Making Pornography PG-13, Ctd

Comstock takes exception to the framing of this post:

So no, the Brett and Melanie: Boi Meets Girl Meets the MPAA is not an anti-MPAA prank. More over, as a conservative, I would think that Andrew Sullivan favor voluntary, opt-in, self-regulation over government mandated, backed up by force of law censorship. Or maybe he does, but he’s just confused about which is which in this case. That’s not surprising. Producers like Parker and Stone, Kirby Dick, and others get a lot of publicity out of stoking anger and ignorance about how movies are rated in the US, and this works against the establishment of a legitimate Adult-Only film-space where grown-up ideas about relationships and sexuality can be explored with frankness and candor. Separating fact from fiction on movie ratings is part of why we’re doing this project.

Disaster Economics, Ctd

Will Wilkinson cites research that finds "some disasters can boost GDP by forcing upgrades in technology and infrastructure, and offering the opportunity for critical reappraisal of ingrained modes of economic activity, leading to a higher level of productivity and, eventually, to net gains in growth." Alas, the research doesn't apply to earthquakes:

There is every reason to believe Japan will eventually fully recover economically. Eventually. I highlight the last sentence in the passage above to emphasize that the return to trend economic growth does not compensate for the direct human and economic loss created by the disaster. In the case of Japan, the final toll will be immense. The unofficial death toll is up to 10,000, and more than 15,000 people remain unaccounted for. Economists at Barclays have estimated the loss at 15 trillion yen, or about $186 billion—about 3% of Japanese GDP. And the costs of the ongoing knock-on disaster at the Fukushima Daiichi nuclear plant remain unclear. This is horrific pure loss at a sickening scale. There is no silver lining in this.   

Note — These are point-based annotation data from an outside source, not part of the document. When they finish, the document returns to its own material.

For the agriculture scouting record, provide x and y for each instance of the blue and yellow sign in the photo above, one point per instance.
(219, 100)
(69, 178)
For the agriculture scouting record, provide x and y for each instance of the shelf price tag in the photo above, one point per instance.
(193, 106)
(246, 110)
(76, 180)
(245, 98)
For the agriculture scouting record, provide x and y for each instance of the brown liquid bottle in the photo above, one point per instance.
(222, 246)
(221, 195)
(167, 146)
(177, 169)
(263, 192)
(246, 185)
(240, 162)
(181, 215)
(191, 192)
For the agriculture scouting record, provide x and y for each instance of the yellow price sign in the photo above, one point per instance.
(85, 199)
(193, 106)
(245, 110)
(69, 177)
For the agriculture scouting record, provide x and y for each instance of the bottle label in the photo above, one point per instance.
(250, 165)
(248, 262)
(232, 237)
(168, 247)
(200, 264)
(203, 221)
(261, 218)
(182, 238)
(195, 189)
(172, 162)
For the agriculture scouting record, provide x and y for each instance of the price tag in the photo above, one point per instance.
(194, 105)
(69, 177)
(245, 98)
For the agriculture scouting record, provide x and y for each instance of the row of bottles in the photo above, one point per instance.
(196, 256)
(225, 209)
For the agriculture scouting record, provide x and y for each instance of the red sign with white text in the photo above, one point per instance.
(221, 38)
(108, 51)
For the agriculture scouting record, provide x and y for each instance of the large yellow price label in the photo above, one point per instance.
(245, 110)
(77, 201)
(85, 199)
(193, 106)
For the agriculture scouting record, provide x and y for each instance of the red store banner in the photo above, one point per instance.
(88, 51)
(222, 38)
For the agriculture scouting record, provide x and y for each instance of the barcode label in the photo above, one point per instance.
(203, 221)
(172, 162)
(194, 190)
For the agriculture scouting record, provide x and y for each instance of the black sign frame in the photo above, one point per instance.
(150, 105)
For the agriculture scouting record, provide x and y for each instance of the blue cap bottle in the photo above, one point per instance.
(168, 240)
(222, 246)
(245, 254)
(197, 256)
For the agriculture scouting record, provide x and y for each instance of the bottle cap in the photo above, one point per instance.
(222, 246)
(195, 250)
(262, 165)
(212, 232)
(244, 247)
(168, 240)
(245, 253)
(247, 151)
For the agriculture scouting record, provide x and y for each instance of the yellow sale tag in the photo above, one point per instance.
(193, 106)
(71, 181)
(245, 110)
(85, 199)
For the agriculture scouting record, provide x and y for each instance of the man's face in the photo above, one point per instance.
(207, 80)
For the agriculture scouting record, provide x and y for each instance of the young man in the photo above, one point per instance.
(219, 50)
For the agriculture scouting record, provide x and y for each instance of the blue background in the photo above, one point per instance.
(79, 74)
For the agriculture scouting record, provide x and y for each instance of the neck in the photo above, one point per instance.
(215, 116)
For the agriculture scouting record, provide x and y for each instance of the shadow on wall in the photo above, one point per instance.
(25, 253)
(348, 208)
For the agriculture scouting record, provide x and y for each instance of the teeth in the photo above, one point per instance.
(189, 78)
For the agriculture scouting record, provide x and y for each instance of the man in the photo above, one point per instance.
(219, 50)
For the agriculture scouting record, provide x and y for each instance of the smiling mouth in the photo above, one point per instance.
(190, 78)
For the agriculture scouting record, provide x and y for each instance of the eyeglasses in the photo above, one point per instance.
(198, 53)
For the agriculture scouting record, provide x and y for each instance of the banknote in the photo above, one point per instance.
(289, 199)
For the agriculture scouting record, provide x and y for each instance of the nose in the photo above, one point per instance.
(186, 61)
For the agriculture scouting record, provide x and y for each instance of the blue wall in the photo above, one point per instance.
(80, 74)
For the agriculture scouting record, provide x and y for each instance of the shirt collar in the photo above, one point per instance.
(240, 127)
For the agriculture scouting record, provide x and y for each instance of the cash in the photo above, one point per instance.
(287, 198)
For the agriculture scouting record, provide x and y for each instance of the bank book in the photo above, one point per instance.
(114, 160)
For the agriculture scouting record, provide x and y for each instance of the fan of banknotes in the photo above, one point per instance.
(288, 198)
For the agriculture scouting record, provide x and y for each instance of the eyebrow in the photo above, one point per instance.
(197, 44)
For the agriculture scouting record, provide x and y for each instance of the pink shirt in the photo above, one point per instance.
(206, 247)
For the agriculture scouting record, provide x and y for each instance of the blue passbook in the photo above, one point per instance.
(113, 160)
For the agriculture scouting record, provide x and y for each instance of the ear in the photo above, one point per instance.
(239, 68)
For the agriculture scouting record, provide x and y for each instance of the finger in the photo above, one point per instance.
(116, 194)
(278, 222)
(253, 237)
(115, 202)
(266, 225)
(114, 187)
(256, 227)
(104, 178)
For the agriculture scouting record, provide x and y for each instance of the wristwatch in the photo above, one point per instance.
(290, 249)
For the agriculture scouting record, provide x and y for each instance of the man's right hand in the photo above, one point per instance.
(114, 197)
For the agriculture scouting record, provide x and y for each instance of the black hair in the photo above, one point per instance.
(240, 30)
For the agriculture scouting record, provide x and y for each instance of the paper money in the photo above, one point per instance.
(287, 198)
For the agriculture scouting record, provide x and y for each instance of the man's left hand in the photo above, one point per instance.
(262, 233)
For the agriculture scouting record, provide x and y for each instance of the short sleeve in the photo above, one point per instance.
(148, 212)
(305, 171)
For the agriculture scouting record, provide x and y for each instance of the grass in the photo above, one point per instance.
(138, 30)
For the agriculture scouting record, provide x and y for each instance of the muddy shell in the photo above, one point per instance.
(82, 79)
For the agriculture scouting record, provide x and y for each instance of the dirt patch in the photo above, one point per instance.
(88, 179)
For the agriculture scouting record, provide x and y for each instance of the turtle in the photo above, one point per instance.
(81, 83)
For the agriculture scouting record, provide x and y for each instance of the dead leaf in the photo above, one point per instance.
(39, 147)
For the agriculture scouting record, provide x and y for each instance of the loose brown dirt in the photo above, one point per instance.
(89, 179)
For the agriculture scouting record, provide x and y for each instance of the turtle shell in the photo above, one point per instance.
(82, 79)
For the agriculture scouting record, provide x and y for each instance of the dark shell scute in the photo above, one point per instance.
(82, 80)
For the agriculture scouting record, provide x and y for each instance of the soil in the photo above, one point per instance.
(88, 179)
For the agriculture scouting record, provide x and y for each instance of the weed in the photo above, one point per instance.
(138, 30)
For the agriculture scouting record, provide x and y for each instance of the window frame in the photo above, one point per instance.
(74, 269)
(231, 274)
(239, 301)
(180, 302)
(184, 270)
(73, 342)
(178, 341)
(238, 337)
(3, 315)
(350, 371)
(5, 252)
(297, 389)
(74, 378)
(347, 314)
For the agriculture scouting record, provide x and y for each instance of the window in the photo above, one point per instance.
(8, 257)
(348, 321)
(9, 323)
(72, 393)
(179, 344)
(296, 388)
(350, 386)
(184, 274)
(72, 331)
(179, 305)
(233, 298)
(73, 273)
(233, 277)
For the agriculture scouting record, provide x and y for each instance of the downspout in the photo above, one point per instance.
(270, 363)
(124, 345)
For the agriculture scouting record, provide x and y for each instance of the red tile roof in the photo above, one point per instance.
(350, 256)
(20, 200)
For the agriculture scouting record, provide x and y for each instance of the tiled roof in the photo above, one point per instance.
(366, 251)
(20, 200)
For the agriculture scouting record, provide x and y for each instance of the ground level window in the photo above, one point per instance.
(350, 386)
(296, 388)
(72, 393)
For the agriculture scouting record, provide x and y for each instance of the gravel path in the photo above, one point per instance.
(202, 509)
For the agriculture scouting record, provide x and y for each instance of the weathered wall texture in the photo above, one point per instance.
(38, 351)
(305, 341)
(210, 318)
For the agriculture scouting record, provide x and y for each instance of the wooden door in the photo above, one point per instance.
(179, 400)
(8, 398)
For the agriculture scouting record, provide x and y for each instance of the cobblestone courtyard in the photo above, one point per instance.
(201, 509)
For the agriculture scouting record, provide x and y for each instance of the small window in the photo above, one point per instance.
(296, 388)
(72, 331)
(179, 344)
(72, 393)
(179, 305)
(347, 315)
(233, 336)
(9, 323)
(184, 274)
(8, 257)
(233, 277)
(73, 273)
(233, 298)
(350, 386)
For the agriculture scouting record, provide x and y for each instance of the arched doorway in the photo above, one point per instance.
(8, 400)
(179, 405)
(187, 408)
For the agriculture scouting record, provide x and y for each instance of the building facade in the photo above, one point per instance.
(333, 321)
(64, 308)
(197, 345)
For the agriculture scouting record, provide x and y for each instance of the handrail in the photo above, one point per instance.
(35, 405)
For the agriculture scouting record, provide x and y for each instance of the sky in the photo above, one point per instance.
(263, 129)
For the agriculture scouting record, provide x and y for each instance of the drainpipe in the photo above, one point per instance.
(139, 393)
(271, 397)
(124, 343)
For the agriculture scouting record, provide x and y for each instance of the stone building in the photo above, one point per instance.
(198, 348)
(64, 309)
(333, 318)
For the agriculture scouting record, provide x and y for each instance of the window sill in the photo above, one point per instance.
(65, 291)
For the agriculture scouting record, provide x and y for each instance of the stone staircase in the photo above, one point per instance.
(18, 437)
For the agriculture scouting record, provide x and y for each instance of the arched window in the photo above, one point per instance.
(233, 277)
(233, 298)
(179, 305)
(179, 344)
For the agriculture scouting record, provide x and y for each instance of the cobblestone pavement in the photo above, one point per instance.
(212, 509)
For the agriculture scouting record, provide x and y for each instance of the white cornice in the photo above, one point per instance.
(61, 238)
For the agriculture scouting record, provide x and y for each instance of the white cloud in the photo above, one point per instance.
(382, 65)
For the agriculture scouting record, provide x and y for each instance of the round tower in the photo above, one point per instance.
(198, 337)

The NYT And The Blogosphere, Ctd

Felix Salmon scratches his head:

By my back-of-the-envelope math, the paywall won’t even cover its own development costs for a good two years, and beyond that will never generate enough money to really make a difference to NYTCo revenues.

Maybe that might change if the NYT breaks its promise to offer full website access for free to all print subscribers. But that decision would be fraught in all manner of other ways. For the time being, though, I just can’t see how this move makes any kind of financial sense for the NYT. The upside is limited; the downside is that it ceases to be the paper of record for the world. Who would take that bet?

My more parochial take here. One of Salmon's readers:

I am a very heavy NYT online user, and NOT a print subscriber. I will not pay $15 a month. just one data point.

I'm sure you will want to chip in your two cents as well. The in-tray awaits.

A Strategy Of Protracted Hesitation

A funny take from Robert Shrimsley as he imagines an aide and the president discussing current options:

Obama: Shouldn’t we be helping democrats against a brutal dictatorship?

Aide: Are we sure they are democrats, Mr President?

Second aide: Didn’t we do this meeting last month?

Aide: That was Egypt. . . or Tunisia.

Obama: Well, that seemed to work out; what did we do then?

Aide: We positioned ourself carefully behind the curve and immediately backed whatever had happened the day before. It was cost-effective and it worked, sir. Your strategy of protracted hesitation has paid dividends in a number of theatres.

Obama: David Plouffe prefers to call it the evaluate-and-decide strategy.

Aide: I apologise Mr President, I thought that was our Afghan strategy. I understood we’d moved on to an “evaluate and then evaluate some more” strategy here.

Of course, the alternative to “evaluate and decide” is to “trust your gut and invade.” Politics is never pretty.